Biofuels are seen as a more environmentally friendly fuel source than petroleum-based fuels, but transporting the bulky biomass used to produce them is expensive because of their volume. It’s much more economical to transport the liquid fuel after it has been processed but this isn’t possible if the processing facilities are located far from the source of the biomass. A new method to process agricultural waste and other biomass could enable the creation of mobile processing plants that would rove the Midwest to produce fuels where the biomass is sourced.
“Material like corn stover and wood chips has low energy density,” says Rakesh Agrawal, the Winthrop E. Stone Distinguished Professor of Chemical Engineering at Purdue University. “It makes more sense to process biomass into liquid fuel with a mobile platform and then take this fuel to a central refinery for further processing before using it in internal combustion engines.”
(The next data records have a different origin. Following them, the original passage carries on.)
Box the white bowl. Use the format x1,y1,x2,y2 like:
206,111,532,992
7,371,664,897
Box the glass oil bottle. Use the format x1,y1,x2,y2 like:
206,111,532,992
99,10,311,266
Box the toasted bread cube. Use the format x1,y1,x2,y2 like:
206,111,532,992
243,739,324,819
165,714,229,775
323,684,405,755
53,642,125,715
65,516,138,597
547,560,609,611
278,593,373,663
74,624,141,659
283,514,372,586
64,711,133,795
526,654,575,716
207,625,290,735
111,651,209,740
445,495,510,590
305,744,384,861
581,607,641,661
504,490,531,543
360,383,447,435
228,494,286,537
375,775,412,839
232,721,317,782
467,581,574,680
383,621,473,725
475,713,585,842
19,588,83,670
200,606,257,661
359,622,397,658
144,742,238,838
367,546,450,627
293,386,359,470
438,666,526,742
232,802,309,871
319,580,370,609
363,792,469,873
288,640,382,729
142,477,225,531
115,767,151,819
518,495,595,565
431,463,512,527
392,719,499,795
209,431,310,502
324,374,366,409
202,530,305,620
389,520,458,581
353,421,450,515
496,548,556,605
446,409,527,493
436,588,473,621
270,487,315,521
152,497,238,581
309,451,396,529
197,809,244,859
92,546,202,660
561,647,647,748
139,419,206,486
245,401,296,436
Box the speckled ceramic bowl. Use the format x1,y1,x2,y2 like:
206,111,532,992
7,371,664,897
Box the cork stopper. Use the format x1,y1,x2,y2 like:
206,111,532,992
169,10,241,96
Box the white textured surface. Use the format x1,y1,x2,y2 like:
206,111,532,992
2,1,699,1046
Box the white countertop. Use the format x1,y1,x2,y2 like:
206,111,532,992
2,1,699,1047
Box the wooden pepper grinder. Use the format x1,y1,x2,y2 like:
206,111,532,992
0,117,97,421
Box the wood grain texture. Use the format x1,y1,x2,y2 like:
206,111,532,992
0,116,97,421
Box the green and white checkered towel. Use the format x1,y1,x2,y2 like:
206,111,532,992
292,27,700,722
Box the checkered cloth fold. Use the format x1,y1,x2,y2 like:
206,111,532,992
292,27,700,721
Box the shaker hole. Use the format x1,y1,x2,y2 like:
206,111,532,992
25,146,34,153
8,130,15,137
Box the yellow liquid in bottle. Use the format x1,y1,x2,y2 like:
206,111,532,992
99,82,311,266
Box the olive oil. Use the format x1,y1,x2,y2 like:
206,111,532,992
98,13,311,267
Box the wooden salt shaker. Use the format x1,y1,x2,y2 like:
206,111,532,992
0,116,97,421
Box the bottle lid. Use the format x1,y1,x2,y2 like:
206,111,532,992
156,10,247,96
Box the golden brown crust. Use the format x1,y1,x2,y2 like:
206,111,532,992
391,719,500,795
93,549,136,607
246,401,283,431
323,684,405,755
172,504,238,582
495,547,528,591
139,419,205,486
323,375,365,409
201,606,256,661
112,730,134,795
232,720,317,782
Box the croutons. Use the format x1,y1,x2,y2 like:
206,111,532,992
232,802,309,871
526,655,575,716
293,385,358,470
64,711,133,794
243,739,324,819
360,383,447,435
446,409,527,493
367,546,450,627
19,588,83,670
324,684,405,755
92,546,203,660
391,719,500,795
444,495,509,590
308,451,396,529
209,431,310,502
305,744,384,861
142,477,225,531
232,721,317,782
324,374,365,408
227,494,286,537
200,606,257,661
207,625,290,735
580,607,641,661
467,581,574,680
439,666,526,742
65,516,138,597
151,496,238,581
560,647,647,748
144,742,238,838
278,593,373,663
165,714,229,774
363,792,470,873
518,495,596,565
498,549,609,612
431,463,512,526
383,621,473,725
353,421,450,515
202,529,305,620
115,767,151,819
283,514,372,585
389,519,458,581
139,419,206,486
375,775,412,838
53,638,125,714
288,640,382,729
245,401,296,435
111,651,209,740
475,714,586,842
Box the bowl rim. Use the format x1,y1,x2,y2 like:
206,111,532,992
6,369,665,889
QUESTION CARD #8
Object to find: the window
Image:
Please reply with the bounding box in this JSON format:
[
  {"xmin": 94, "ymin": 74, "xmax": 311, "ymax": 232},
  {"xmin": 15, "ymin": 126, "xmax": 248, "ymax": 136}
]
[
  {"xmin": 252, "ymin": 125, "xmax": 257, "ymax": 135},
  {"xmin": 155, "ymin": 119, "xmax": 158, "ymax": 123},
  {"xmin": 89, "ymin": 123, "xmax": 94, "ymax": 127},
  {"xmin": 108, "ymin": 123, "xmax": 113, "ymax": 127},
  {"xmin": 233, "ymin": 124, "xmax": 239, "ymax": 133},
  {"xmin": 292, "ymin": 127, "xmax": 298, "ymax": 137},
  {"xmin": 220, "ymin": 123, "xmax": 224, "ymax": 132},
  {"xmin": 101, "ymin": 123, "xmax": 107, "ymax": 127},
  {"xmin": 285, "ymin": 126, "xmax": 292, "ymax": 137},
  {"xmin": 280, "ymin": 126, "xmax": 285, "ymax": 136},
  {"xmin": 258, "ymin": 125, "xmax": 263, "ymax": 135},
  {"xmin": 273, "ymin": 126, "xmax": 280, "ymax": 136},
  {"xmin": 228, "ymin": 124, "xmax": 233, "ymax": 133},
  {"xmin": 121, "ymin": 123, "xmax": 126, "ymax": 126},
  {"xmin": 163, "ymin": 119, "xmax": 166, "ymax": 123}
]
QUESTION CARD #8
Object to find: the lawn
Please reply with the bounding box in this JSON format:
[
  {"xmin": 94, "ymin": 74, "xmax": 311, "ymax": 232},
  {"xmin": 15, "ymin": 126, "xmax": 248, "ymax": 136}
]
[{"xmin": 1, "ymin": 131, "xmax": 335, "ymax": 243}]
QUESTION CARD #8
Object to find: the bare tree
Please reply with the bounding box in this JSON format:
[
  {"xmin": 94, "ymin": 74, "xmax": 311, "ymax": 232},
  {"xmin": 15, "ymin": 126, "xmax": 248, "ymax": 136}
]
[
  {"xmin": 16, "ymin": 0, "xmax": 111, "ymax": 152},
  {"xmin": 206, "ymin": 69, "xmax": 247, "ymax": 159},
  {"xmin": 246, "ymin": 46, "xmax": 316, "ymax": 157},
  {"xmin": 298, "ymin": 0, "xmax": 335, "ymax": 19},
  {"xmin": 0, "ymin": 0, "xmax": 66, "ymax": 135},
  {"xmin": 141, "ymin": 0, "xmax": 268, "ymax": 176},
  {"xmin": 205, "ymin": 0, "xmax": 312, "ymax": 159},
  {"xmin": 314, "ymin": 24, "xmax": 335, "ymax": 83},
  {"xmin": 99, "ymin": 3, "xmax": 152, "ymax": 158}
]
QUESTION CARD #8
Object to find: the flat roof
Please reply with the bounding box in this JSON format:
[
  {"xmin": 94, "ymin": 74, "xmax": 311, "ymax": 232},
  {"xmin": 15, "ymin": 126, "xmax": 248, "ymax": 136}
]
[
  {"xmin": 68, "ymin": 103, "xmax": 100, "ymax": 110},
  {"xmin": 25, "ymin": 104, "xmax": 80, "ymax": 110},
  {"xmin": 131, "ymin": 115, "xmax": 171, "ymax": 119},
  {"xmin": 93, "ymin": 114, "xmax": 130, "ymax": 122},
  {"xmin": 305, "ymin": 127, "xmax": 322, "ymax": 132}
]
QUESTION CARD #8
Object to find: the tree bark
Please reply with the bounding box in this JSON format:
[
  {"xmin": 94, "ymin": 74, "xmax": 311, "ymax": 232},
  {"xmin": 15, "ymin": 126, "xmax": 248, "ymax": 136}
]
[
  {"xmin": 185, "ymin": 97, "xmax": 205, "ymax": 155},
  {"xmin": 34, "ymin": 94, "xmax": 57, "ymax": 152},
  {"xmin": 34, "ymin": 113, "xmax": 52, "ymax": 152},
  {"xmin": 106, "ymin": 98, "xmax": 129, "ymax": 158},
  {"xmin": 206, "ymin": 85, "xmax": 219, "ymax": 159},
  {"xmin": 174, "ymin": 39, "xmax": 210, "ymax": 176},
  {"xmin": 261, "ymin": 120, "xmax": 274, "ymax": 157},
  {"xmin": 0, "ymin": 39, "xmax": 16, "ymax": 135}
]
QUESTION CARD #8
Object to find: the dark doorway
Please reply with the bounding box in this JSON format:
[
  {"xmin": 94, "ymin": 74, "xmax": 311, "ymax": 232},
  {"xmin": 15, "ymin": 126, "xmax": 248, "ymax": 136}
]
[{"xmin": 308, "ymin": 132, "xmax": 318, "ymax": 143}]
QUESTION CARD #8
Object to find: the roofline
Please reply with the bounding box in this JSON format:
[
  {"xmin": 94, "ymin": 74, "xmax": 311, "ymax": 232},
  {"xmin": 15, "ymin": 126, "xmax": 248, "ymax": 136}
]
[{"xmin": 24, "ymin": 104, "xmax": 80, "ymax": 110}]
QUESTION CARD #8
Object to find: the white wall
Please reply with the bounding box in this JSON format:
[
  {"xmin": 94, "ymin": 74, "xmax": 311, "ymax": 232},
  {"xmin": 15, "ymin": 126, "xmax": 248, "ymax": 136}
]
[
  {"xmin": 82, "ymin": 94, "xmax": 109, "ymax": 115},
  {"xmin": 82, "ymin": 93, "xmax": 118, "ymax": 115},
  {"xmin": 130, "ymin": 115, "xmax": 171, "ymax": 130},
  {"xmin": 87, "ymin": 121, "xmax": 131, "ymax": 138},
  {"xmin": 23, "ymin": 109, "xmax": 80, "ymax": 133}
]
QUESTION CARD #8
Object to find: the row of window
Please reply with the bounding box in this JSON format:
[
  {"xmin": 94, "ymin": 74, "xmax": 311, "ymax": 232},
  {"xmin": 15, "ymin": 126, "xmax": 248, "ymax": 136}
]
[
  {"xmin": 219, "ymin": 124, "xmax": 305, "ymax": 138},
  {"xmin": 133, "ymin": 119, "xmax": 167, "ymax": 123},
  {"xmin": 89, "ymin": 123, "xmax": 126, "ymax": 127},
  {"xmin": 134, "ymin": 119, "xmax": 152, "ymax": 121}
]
The new method developed by chemical engineers at Purdue is called fast-hydropyrolysis-hydrodeoxygenation, which they have shortened to H2Bioil – pronounced H Two Bio Oil. It works by adding hydrogen into the biomass-processing reactor. The hydrogen for the mobile plants would be derived from natural gas or the biomass itself. However, its creators envision the future use of solar power to produce the hydrogen by splitting water, making the new technology entirely renewable.